One thought on “Primeiro Dia de Aula

  1. Parabéns pelo texto muito bem escrito, o que já lhe é peculiar e rotineiro.
    De uma certa maneira, você também me proporcionou uma viagem no tempo pela nossa querida escola, muito embora os meus personagens sejam outros, sem no entanto terem sido menos marcantes.
    O porteiro era o Toinho, a cantina de dona Angelita, a professora Adalgisa Pinto no controle das filas e corredores, além de inúmeras que passaram nas salas de aula, que prefiro não citar, para não incorrer no erro ou de me falhar a memória, deixando de nominar alguma.
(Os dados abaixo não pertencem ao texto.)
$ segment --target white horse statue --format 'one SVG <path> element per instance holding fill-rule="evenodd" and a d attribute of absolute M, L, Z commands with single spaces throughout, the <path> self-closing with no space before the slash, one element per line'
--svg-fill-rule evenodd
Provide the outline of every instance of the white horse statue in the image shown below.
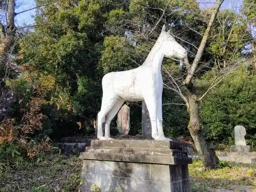
<path fill-rule="evenodd" d="M 161 69 L 164 56 L 180 59 L 187 57 L 186 50 L 169 31 L 165 31 L 165 25 L 142 66 L 131 70 L 111 72 L 103 76 L 101 108 L 98 114 L 98 139 L 113 139 L 110 136 L 110 122 L 126 100 L 144 101 L 150 114 L 152 137 L 155 140 L 172 140 L 164 137 L 162 125 Z M 105 120 L 103 136 L 102 125 Z"/>

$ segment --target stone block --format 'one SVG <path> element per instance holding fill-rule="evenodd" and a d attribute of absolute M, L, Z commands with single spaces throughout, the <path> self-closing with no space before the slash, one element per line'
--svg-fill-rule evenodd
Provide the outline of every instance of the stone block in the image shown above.
<path fill-rule="evenodd" d="M 181 186 L 182 187 L 182 192 L 192 191 L 190 187 L 190 183 L 188 179 L 181 181 Z"/>
<path fill-rule="evenodd" d="M 94 173 L 135 179 L 150 179 L 150 164 L 96 161 Z"/>
<path fill-rule="evenodd" d="M 120 192 L 172 192 L 170 183 L 133 178 L 120 178 Z"/>
<path fill-rule="evenodd" d="M 186 145 L 136 141 L 91 142 L 79 157 L 83 160 L 81 178 L 84 180 L 81 191 L 89 191 L 95 184 L 102 191 L 191 192 L 188 164 L 192 159 L 183 151 Z"/>
<path fill-rule="evenodd" d="M 93 173 L 95 168 L 95 161 L 84 160 L 82 167 L 82 173 Z"/>
<path fill-rule="evenodd" d="M 231 145 L 231 152 L 251 152 L 251 147 L 249 145 Z"/>

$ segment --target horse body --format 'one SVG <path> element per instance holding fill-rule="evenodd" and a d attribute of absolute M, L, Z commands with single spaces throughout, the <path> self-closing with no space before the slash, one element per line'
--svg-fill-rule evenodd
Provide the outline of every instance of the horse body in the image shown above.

    Saudoso que fiquei, ‘por culpa do seu texto excepcional’, percebi como o tempo passa rápido em nossas vidas e que não nos damos conta muitas vezes, que foram momentos simplórios como esses, que nos sustentaram, nos ergueram e nos fizeram fortes, quando os portões do mundo para nós se abriram, como um convite a serem explorados nessa longa escadaria chamada vida. Abraço, amigo!